Motivation
Temporary accounts were switched to being generated in a "scrambled" order. This task is to determine what is the preferred order for temporary accounts.
This came up in the discussion on T332805: Decide the prefix character for temporary usernames
Relevant comments from that discussion:
In T332805#9075416, @Tgr wrote:The numbers aren't incrementing, they are pseudo-random (at least that's how the test setup is currently configured). They don't reset, but with pseudo-random numbers there is no apparent difference anyway.
In T332805#9078131, @Tchanders wrote:In T332805#9075501, @RHo wrote:In T332805#9075416, @Tgr wrote:The numbers aren't incrementing, they are pseudo-random (at least that's how the test setup is currently configured). They don't reset, but with pseudo-random numbers there is no apparent difference anyway.
@Niharika or @Tchanders could you please confirm? This whole time myself and previous AHT designer had been operating under the understanding that it was an incrementing number. If not the case, can it be made so for the benefits mentioned?
It was set to scramble a couple of weeks ago in this patch from the Growth Team: https://gerrit.wikimedia.org/r/c/operations/mediawiki-config/+/938915
In T332805#9079420, @Urbanecm_WMF wrote:In T332805#9079288, @RHo wrote:In T332805#9078131, @Tchanders wrote:In T332805#9075501, @RHo wrote:In T332805#9075416, @Tgr wrote:The numbers aren't incrementing, they are pseudo-random (at least that's how the test setup is currently configured). They don't reset, but with pseudo-random numbers there is no apparent difference anyway.

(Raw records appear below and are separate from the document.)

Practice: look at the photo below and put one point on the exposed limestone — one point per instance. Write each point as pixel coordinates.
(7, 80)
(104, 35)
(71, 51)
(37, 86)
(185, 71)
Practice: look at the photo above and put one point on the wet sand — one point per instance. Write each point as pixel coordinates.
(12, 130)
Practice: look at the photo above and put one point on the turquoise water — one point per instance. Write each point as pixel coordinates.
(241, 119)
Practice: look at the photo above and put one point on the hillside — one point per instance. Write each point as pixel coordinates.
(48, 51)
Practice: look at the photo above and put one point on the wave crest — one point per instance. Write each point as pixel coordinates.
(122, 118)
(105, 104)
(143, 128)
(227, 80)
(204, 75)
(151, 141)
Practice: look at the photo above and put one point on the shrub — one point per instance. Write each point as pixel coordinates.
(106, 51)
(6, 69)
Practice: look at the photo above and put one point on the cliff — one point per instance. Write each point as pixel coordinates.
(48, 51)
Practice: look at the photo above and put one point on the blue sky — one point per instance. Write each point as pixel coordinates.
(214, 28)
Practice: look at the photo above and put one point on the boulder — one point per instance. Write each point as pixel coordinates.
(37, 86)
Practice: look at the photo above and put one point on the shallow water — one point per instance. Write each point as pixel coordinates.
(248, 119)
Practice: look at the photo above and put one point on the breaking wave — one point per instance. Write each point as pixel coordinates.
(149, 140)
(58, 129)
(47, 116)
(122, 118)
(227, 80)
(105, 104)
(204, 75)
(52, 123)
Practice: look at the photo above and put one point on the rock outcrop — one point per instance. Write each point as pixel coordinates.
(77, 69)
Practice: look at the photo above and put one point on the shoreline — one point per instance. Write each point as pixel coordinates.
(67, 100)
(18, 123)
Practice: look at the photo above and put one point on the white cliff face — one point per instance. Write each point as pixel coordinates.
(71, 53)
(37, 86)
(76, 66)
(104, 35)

@Niharika or @Tchanders could you please confirm? This whole time myself and previous AHT designer had been operating under the understanding that it was an incrementing number. If not the case, can it be made so for the benefits mentioned?
It was set to scramble a couple of weeks ago in this patch from the Growth Team: https://gerrit.wikimedia.org/r/c/operations/mediawiki-config/+/938915
@Tgr @Urbanecm_WMF - per above, can we reset to not scramble but serial?
We not only use scramble as of now; we also use multiple shards of the serial provider (aka multiple sources of incrementing integers, where each time a source is selected randomly). The way how this works is that each number source generates every Nth number (if we have three of them, the first one generates numbers 1, 4, 7, ..., the second numbers 2, 5, 8, ... and the third one numbers like 3, 6, 9, ...). This means that if we switched back to serial, the temporary account names probably wouldn't form a perfectly incrementing sequence. The following could be a perfectly valid sequence of temporary account names:
- *Unregistered 1
- *Unregistered 4
- *Unregistered 2
- *Unregistered 5
- *Unregistered 3
Scrambling takes this a level up and makes the account names seemingly random. Unfortunately, merely switching back to serial wouldn't give us a perfectly incrementing series of account names, as illustrated above. I'm not sure how scrambling contributes to the interpretation: for big numbers, users probably won't see minor ordering hiccups, unless they're by an order of magnitude wrong.
I'm not really sure about the technical reason for switching to scrambling. About switching to multiple shards of the serial provider, my assumption is that using only one shard would put a lot of burden on a single counter shared across all wikis. The counter can't be really made local to each wiki, as we need to ensure the generated usernames are unique across all wikis (temp accounts can switch between projects, retaining the same temp account, just as regular users do, so we need to "reserve" their name on all projects).
@Tgr and @tstarling (who originally suggested switching to scrambling and increasing the shard count on the patch), please correct me if I'm mistaken in any part of the comment above.